A statement emailed to VOXXI Friday afternoon by U.S. Immigration and Customs Enforcement confirmed that Rosales Lemus was deported and that the plane he traveled in to Guatemala had already landed.
“After conducting a comprehensive review of Mr. Rosales-Lemus’ case, U.S. Immigration and Customs Enforcement (ICE) chose not to exercise prosecutorial discretion in this matter,” the statement read.
The statement went on to say, “ICE is focused on smart and effective immigration enforcement that prioritizes the removal of convicted criminal aliens, recent border crossers and immigration fugitives who have failed to comply with final orders of removal issued by the nation’s immigration courts. ICE exercises prosecutorial discretion on a case-by-case basis, considering the totality of the circumstances in an individual case.”
Supporters and family members are outraged
Supporters and family members were outraged to hear the news of Rosales Lemus’ deportation and said they feared for his safety in Guatemala.
According to organizers leading a campaign to stop Rosales Lemus’ deportation, the father of two left Guatemala and came to the U.S. in 2005 because he feared for his life. He asked for asylum in the U.S. but was denied.
In Guatemala, he worked as an organizer encouraging youth to stay out of gangs and out of trouble. His work led to him being beat up and receiving multiple threats from La Mara Salvatrucha, one of the most powerful gangs in the world.

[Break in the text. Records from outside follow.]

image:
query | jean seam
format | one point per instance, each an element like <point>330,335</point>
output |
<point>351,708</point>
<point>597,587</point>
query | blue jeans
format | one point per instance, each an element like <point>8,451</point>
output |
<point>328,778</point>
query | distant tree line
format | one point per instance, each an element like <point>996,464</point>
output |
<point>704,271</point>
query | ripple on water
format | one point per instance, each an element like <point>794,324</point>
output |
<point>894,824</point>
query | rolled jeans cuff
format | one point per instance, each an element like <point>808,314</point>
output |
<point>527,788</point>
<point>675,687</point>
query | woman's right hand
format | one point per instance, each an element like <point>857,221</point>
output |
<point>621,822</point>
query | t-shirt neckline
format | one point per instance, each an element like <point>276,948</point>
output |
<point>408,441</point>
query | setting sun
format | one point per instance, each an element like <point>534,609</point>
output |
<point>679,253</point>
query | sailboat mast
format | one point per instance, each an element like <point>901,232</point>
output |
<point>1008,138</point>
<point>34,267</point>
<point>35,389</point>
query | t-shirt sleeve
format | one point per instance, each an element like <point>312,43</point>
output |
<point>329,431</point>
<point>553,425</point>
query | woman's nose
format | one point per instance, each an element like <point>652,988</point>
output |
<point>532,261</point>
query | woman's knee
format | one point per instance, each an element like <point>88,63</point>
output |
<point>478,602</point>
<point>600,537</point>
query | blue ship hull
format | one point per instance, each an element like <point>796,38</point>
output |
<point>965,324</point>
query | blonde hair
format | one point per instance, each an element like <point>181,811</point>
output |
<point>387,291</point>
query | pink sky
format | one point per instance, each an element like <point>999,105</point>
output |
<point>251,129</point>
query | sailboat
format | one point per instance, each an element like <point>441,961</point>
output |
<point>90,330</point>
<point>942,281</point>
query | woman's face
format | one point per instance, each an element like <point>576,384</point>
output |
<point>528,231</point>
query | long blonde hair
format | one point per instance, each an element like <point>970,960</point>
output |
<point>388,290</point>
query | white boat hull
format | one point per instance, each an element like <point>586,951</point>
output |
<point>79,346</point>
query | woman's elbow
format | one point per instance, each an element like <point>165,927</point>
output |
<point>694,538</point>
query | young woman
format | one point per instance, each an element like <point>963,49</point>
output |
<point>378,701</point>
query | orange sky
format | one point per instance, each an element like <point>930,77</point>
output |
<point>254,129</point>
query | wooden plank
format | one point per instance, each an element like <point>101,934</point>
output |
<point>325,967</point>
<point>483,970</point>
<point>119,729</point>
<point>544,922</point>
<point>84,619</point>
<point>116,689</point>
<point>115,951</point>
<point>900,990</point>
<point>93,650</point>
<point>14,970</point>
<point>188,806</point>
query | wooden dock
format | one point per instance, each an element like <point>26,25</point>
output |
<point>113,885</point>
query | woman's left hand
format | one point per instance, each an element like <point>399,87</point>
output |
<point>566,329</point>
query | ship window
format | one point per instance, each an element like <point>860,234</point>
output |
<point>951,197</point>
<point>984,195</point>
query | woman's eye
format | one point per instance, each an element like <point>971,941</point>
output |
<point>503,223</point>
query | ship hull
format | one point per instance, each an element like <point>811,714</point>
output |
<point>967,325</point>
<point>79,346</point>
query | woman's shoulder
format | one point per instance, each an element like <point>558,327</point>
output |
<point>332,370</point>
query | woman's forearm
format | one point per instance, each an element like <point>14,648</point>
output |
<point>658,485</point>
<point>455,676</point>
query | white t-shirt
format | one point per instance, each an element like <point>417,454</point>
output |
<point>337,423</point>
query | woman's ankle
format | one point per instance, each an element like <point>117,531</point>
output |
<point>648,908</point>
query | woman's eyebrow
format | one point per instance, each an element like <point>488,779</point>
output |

Among those who expressed concerns over Rosales Lemus’ deportation was his mother-in-law, Veronica Huerta, who said:
“Now more than ever I want to go to Washington, D.C., and expose the pain that is being caused by all of this.”
Meanwhile, Carolina Canizales of United We Dream said she was “outraged” that President Barack Obama continues to tear apart families like Ardany’s.
“A president who claims to support creating a path to citizenship for people just like Ardany violates the trust of our community and paints himself a hypocrite and a liar when he presides over record deportations and insists on removing people from this country who’ve built a life here and contribute to their community,” Canizales said.
Erika Andiola, who recently resigned her congressional job to focus on stopping her mother’s deportation, was among those who went to the vigil Thursday night to try to stop Rosales Lemus’ deportation. She made her way there shortly after ICE granted her mother’s request to stay in the U.S. for another year.
Andiola and others claimed ICE agents used several decoy buses and vans to distract them in order to escort Rosales Lemus from a back exit of the Florence Service Processing Center. A call from Rosales Lemus confirmed he was no longer inside the facility and was taken to an airport.
“That’s enough,” Andiola said in a video. “We need to shame them. They need to be ashamed of what they have done.”